夏物語 第一部

お母さんが生まれてきたんは、おかあさんの責任じゃない 

巻子と緑子とやってきたさびれた中華料理屋でスナック時代の知り合いの思い出に目が熱くなるわたし。テレビの雑音に、三人の咀嚼の音、水を飲む音、食器を打つ音などが混じって賑やかな感じになった――。芥川賞受賞作『乳と卵』の登場人物たちが、あらたに織りなす大長編『夏物語』、絶賛発売中! この物語には、人が生まれて生きて、そしていなくなることの、すべてがある。(平日毎日更新)


PHOTO:SHINTO TAKESHI

第19回 お母さんが生まれてきたんは、おかあさんの責任じゃない

 巻子は料理をもってきたおばさんに大阪から来ましたんやと話しかけ、おばさんもそれにつきあって大阪にどこどこあるでしょ、なんて言って答えてくれて話は弾み、緑子もさっきは手をつけていなかった餃子をとり、口を大きく動かしている。
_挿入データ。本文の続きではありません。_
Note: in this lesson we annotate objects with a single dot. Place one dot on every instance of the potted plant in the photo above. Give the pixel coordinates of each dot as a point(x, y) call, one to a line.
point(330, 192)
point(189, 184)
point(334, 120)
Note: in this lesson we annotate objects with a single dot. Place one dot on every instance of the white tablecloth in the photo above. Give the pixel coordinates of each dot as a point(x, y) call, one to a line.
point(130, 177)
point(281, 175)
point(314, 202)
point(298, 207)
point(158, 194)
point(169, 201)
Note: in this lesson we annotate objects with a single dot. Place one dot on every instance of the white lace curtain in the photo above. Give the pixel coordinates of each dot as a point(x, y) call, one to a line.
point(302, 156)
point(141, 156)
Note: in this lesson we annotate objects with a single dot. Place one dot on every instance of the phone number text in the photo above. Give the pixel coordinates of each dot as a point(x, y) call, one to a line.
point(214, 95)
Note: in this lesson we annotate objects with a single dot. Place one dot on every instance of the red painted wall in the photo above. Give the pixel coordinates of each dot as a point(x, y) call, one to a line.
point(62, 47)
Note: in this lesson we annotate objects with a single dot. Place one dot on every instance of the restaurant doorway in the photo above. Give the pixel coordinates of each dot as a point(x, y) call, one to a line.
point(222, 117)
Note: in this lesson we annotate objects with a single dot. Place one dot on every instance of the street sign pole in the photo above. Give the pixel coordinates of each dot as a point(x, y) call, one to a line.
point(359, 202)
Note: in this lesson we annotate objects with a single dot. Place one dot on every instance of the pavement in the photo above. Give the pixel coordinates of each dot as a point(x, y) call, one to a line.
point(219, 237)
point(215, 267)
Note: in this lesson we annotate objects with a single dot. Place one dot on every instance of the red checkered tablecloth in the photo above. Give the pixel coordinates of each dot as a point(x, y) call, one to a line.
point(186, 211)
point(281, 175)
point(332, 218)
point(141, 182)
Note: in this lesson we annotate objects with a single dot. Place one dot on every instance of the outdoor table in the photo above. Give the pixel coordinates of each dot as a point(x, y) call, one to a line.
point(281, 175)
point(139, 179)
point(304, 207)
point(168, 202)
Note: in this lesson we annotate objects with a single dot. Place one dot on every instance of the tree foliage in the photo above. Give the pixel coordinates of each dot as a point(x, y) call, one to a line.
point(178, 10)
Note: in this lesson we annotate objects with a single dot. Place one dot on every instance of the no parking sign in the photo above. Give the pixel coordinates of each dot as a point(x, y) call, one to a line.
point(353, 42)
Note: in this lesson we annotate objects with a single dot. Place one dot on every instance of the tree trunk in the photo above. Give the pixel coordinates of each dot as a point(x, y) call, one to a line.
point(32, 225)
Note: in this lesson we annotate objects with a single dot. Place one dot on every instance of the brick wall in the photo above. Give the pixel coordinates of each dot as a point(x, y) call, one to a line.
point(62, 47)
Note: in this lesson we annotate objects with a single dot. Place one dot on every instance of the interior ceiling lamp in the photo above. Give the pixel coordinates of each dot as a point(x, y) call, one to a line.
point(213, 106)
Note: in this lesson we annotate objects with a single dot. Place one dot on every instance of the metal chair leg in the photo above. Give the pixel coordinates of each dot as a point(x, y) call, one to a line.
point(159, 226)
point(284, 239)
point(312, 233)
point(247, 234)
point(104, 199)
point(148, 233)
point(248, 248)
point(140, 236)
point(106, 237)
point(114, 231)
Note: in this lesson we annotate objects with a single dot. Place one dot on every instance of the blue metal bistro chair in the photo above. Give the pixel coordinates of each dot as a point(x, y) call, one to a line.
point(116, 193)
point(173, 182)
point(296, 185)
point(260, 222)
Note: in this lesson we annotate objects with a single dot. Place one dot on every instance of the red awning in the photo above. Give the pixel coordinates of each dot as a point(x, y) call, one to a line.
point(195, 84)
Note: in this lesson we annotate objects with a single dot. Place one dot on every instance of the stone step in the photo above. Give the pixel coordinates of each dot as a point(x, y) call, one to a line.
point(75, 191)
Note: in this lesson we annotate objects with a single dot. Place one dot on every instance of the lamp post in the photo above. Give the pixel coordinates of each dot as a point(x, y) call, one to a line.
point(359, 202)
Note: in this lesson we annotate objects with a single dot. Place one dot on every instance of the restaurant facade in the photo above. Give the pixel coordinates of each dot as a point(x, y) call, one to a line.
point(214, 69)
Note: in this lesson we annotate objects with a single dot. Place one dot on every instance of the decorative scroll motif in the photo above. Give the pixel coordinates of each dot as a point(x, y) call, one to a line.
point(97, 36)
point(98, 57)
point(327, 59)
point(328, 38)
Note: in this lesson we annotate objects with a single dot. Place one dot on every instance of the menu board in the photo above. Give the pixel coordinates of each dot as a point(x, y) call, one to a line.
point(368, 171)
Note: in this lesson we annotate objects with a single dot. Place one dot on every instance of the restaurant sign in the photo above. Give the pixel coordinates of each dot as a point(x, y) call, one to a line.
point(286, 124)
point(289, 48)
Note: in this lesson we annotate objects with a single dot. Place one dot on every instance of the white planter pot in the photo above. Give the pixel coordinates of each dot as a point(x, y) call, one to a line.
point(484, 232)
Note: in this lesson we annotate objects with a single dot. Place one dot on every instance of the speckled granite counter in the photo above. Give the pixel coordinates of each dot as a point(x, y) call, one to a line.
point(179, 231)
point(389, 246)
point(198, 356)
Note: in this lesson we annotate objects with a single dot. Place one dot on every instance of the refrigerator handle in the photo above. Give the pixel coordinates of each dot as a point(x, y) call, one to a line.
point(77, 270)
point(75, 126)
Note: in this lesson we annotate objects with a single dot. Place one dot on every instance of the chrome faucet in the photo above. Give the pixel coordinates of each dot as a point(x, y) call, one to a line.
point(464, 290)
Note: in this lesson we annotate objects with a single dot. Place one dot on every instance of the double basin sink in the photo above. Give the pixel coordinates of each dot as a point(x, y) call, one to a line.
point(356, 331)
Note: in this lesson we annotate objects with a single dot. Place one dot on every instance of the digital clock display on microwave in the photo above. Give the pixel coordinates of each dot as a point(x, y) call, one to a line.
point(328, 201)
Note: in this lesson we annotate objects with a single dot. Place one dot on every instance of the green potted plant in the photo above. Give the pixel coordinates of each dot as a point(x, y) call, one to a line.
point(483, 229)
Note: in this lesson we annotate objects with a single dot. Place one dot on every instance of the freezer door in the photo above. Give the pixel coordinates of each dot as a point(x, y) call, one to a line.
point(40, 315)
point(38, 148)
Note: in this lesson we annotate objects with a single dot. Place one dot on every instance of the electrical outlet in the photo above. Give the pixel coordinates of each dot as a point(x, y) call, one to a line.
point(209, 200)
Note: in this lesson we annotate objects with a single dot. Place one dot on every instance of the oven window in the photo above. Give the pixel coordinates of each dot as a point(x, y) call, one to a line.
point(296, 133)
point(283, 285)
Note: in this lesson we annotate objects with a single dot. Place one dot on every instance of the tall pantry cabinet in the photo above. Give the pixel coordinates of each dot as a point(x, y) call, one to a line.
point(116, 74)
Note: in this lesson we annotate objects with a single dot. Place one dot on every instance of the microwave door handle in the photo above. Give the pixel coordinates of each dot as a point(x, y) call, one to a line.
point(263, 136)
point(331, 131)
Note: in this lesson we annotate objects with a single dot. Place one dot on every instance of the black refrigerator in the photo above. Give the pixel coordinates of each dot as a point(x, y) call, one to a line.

これおいしい、そっちもいける、などとわたしと巻子は言いあって、巻子もビールのお代わりを頼んだ。

 わたしの冗談に緑子が少しだけ笑ったので、なあ、巻ちゃんが仕事行ってるときいっつも何してん、と話しかけてみると、緑子はポーチから小ノートをとりだして、〈宿題、テレビみて、ねたら朝〉と書いた。そっか、まあ、巻ちゃんが家でるんて六時過ぎで帰ってくるんが一時くらいやから、ま、あっというまやな、とつづけると、緑子は肯き、小さくちぎった中華まんじゅうのきれはしを口に入れた。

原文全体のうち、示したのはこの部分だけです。